事業モデルや商品を根底から組み立て直すリブランディングは、新たな価値や魅力を生み出し、これからの未来を生き抜くための一大プロジェクトといえる。2021年9月の発売直後から想定を上回る注文で商品供給が追い付かないほどの人気となった「アサヒ生ビール(通称 マルエフ)」は、過去の商品を現代によみがえらせ、華々しいヒットを飛ばしたリブランディングの成功例の一つだ。約30年前に缶と瓶を終売し、樽生だけの存続となっていた商品をいかにして復活に導いたのか。
まるで家紋のような六角形のコーポレートロゴを新たに掲げ「プライドポテト」を大ヒットさせた湖池屋や、約30年続いた主力商品を生活様式の変化に合わせてリニューアルした花王の「アタックZERO」。こうした事例を出すまでもなく、企業や商品の価値を再構築・再定義するリブランディングはいたるところで行われている。
リブランディングに当たり、最近注目されているのが「パーパスブランディング」という考えだ。企業や商品の社会的な存在意義を見つめ直し、そこから時代に沿った新たな価値を生み出す。
パーパスに立ち返り、リブランディングで衰退期から抜け出した企業の1つが、特集3回目で紹介する化粧品大手のオルビス(東京・品川)だ。「肌が持っている力を引き出していく」という創業当初の思想を基に、ばらばらだったブランドの世界観を統一。通販事業からブランドビジネスへと事業ドメインを転換し、アプリの新規開発などで価値を高めて生まれ変わった。リニューアルした基幹商品は記録的なヒットを飛ばすなど、リブランディングで華々しい成果を上げている。
リブランディングで課題になるのはパーパスだけではない。大改革には社内の理解や意思統一も必要になる。特集第2回で紹介する東京ヴェルディは創立50周年を記念してロゴデザインを刷新。サッカーだけでなく野球、バスケットボールなども加えた総合クラブ化を目指すブランドビジネスに着手した。
その際に最も気をつけたのが、合意形成だ。そこでリブランディングの目的やビジョン、達成の道筋などを詳細に説明した100枚超の資料を用意し、社内での説明を徹底。その意識を基にファンにも発信した。結果、「良い未来を描ききった上で説明できたからこそ、ファンにも納得してもらえた」と東京ヴェルディクリエイティブセンター ブランドマネージャーの伏見大祐氏は明かす。
リブランディングは単なる「リデザイン」ではない。一歩間違えればこれまで積み上げてきた信頼を失う危険性もある。成功と失敗の境界線はどこにあるのか。
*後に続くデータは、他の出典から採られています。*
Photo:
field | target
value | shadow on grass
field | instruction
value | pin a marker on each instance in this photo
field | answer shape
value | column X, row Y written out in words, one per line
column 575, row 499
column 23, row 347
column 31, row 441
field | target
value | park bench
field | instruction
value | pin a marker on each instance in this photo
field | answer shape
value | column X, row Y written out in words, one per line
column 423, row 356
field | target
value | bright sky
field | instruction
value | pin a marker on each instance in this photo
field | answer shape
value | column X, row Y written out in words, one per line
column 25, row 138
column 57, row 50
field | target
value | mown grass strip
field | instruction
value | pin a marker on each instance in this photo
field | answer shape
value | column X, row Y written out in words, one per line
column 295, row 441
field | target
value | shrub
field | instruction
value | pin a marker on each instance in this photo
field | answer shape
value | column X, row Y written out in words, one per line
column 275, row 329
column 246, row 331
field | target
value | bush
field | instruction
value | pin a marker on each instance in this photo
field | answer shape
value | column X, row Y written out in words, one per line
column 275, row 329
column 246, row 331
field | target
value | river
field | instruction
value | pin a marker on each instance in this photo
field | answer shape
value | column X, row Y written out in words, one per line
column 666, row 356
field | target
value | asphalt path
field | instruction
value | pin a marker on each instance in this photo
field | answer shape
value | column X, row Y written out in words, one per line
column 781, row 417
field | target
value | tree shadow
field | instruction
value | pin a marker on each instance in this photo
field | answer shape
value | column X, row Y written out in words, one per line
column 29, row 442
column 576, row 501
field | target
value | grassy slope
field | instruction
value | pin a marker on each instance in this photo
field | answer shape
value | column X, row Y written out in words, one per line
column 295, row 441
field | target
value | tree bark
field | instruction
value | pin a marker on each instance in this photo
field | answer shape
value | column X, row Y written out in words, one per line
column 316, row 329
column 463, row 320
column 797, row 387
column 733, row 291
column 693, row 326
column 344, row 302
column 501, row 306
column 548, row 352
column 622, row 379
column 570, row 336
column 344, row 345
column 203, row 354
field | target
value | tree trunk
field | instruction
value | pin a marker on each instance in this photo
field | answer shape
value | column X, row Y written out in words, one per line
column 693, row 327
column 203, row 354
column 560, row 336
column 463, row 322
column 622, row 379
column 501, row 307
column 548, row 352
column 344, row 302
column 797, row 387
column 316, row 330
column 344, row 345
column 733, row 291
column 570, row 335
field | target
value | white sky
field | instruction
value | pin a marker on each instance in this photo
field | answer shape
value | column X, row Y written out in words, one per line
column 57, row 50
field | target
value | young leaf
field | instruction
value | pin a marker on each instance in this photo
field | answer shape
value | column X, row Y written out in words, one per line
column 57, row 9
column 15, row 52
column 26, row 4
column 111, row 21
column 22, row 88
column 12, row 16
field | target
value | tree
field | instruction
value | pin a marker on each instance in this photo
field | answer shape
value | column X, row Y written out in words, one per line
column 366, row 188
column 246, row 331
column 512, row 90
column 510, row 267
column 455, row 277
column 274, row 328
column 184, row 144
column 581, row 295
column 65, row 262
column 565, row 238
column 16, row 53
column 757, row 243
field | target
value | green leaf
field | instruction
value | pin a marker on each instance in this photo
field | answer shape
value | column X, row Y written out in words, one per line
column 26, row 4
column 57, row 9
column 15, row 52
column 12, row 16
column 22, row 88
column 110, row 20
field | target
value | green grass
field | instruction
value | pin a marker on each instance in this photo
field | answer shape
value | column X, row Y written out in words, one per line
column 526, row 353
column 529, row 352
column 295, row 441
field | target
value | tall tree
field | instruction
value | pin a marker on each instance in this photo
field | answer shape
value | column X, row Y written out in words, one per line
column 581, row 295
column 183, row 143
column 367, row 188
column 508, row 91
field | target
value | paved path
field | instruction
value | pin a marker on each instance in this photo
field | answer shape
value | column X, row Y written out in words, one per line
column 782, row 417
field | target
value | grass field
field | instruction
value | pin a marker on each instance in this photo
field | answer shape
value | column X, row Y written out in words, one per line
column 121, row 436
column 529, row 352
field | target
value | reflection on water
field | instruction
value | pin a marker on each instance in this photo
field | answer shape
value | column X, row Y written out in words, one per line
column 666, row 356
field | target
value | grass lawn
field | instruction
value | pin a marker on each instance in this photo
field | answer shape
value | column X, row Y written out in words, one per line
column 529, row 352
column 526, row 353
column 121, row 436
この特集ではリブランディングの成功事例を通して、未来の商品や企業の価値を高めるための方程式を探る。
86年に発売された「コクキレ」ビール
21年9月14日の発売からたった3日で商品供給が追い付かなくなり、一時休売を発表するほどの人気になったアサヒビールの「アサヒ生ビール(通称 マルエフ)」(以下、マルエフ)。生産体制を整え11月に販売を再開し、21年の累計販売数量は当初の目標である150万ケースを大きく上回る201万ケースを出荷する大ヒットとなった。
パッケージに「復活の生」と書かれているように、マルエフは新商品ではなく、1986年に発売されたビールだ。シェアを大きく低迷させていた当時のアサヒビールが起死回生を懸け、5000人規模の嗜好調査を実施し、「コクがあるのに、キレがある」という新たな方向性を見いだして大ブレーク。同社をどん底から救うきっかけをつくった存在だ。しかし、翌年に登場し、ビール市場の歴史を塗り替えるほどの絶大な旋風を巻き起こした「アサヒスーパードライ」(以下、スーパードライ)に生産体制を集中するため93年にひっそりと缶と瓶商品を終売。その後は飲食店向けの樽生のみが出荷されることになった。開発記号であった「F」から「マルエフ」の通称で呼ばれ、一部のファンに愛される“知る人ぞ知るビール”となっていた。